Neben Stress und Infektionen gibt es weitere, mehr oder weniger beeinflussbare Störfaktoren, die sich auf die Kommunikation zwischen Mikrobiom und der Darm-Hirn-Achse auswirken. So verringern sich die Nervenzellen des Darms altersbedingt, was dessen Beweglichkeit beeinflusst und den Darm träge macht. Unter den Medikamenten sind es in erster Linie Antibiotika, die im Darm erheblichen Schaden anrichten können. Ist das mikrobielle Gleichgewicht gestört, kann es zu Durchfällen und Blähungen kommen. Calciumantagonisten zur Einstellung des Blutdrucks und Medikamente zur Behandlung von Diabetes können die Beweglichkeit des Magens, Dünn- und Dickdarms einschränken und so zu Verstopfung (Obstipation) führen. Außerdem wird davon ausgegangen, dass sich eine protein- und fettreiche Ernährungsweise ungünstig auf die Darmgesundheit auswirkt. Eine hohe Fettaufnahme unterstützt das Wachstum von Bakterien, die Entzündungen fördern und die Darmbarriere destabilisieren. Außerdem mangelt es bei einer fett- oder proteinreichen Ernährung häufig an Ballaststoffen, was das Vorkommen an kurzkettigen Fettsäuren verringert und Entzündungen begünstigt.

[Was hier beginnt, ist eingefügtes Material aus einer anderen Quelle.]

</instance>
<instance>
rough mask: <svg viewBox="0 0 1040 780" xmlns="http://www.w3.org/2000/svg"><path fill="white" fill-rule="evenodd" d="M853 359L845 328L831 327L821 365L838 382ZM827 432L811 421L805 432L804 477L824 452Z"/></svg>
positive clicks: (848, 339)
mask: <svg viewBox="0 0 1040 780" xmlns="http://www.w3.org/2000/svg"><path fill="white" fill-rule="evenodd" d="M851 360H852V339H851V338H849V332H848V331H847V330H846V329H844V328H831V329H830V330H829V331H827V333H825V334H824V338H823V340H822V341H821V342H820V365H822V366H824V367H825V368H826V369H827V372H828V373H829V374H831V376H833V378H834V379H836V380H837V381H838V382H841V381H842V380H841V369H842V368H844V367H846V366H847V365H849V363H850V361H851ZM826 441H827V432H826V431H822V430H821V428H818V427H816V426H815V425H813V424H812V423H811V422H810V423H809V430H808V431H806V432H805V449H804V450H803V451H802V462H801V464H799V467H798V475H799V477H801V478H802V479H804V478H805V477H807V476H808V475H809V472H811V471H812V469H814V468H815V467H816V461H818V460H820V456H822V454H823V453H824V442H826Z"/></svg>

Basis für eine gute Kommunikation

Die Grundlagen für eine gelungene Kommunikation zwischen Gehirn, Darm und den intestinalen Mikroorganismen werden schon vor der Geburt gelegt, zum Beispiel durch den Lebensstil in der Schwangerschaft. Auch Faktoren wie eine natürliche Geburt und Stillen helfen bei einer gesunden Entwicklung des Darms und der Darmmikrobiota. Im späteren Leben sind es günstige Lebensstilfaktoren wie eine pflanzenbasierte, ballaststoffreiche Ernährung, eine gute Balance zwischen Bewegung und Entspannung und eine gesunde Schlafhygiene, die sich positiv auf die Darmgesundheit auswirken. Die Erforschung der Darm-Hirn-Mikrobiom-Achse liefert uns neue, spannende Erkenntnisse. Sie zeigt, dass nicht nur die Kommunikation mit unserer Außenwelt Einfluss auf unser körperliches, seelisches und geistiges Wohlbefinden nimmt, sondern auch die Kommunikation in unserem Bauch mit den dort ansässigen Mikroorganismen. Obwohl diese Erkenntnisse zahlreiche Ansätze für neue Therapien liefern, ist man in Fachkreisen noch zurückhaltend. Grund dafür ist, dass nach wie vor nicht bekannt ist, wie eine normale beziehungsweise gesunde Zusammensetzung des Mikrobioms genau aussieht. Außerdem stammen die bisherigen Ergebnisse überwiegend aus Tierstudien oder Untersuchungen im Reagenzglas, was die Übertragbarkeit auf den Menschen erschwert. Was die Erforschung des komplexen Zusammenspiels von Gehirn, Darm und Mikrobiota in jedem Fall bestätigt: Wir müssen den Menschen mehr denn je als Einheit von Körper, Seele und Geist begreifen und behandeln.